I, myself, have tried to find middle ground on this particular topic saying that “I grew up Southern thinking that the shoeless, rag-tag farm boys who fought in the trenches around Petersburg did not think much about slavery.”

I reasoned that these Duplin and Martin County teenagers knew that Georgia had been invaded — that Kilpatrick’s calvary was burning every building, barn and farmstead — and that their farms and their families were next.

Furthermore, these were not people who took An Introduction to Anthropology at Chapel Hill, or who had subscriptions to Scientific American or Lancet. These folks raised their collards, cured their hams, and when they contemplated slavery, bought, no doubt, into a convenient theory that slavery had a Biblical justification.

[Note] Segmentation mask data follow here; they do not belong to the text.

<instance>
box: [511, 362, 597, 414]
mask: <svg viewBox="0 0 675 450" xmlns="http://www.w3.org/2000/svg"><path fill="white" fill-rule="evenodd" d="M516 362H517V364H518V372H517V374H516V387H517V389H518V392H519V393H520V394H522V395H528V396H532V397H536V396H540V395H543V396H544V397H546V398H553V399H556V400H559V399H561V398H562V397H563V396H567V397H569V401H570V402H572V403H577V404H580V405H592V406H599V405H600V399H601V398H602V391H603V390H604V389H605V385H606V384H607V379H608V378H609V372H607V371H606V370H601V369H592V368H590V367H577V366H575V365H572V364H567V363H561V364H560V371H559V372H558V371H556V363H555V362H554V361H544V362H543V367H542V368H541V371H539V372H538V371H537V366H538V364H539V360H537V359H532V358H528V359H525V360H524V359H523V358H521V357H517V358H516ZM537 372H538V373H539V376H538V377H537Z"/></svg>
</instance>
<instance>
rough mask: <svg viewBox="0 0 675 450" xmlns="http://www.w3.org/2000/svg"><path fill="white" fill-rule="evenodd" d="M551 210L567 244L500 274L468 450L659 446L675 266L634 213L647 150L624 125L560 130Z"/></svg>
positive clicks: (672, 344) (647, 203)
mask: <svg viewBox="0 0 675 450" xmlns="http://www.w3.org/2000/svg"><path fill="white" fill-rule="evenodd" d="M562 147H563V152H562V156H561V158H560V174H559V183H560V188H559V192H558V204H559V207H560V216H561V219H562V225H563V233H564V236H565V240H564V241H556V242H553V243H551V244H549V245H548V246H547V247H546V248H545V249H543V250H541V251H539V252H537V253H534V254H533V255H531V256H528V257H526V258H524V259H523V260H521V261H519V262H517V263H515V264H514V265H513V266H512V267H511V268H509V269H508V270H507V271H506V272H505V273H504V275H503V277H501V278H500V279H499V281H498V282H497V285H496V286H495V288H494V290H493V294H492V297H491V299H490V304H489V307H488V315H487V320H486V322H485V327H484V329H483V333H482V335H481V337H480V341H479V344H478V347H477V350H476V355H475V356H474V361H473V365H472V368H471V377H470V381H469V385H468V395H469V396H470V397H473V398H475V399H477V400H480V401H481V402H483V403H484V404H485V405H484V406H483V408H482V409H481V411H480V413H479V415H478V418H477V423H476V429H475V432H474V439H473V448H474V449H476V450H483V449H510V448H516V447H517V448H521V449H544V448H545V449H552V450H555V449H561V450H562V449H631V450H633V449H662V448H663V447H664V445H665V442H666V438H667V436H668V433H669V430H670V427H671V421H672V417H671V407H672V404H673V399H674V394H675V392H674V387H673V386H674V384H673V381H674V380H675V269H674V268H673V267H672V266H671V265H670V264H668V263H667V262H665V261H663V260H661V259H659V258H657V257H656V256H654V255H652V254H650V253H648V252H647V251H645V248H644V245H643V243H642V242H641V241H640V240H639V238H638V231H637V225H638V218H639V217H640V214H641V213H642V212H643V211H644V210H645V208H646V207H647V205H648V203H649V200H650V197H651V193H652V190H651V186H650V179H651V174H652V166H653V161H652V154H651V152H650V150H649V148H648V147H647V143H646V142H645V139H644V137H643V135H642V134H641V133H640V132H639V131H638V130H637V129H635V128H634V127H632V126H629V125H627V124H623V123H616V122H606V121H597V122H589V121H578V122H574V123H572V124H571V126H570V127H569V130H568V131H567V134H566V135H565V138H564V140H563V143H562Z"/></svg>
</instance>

But one rarely hears that narrative these days.

In the last 15 years (or so) there have been at least three new museums focused on slavery — and many existing museums have refocused their exhibits around the horror, and the misery, and long term consequences of human bondage.

NPR has, recently, put a racial spin on much of the its programming. Whether it’s whole hog barbecue, gerrymandered districts or pollution from chicken farms there is usually a race-based vibe that gives meaning and substance to the term “virtue signaling.” And, of course, this gives Donald Trump yet another shiny object to wave in front of his agitated acolytes.

There doesn’t seem to be much research on the effect of this “virtue signaling” or “ancestor shaming” in the 2024 election. The two southern battleground states, Georgia and North Carolina, went for Trump. But generally speaking the primary, alleged defect (on the Left) was the tepid turn-out of Black men in Atlanta and Charlotte. Other Democrats say this election was actually a repudiation of Obama; or have another simple, single-sentence reason for the rejection of Kamala Harris.

But I think the reasons for Trump’s success were complex; had a lot to do with his huge digital delivery each and every day. But in the end he successfully mined heretofore hidden veins of resentment and anger that won him a second term in the Oval Office.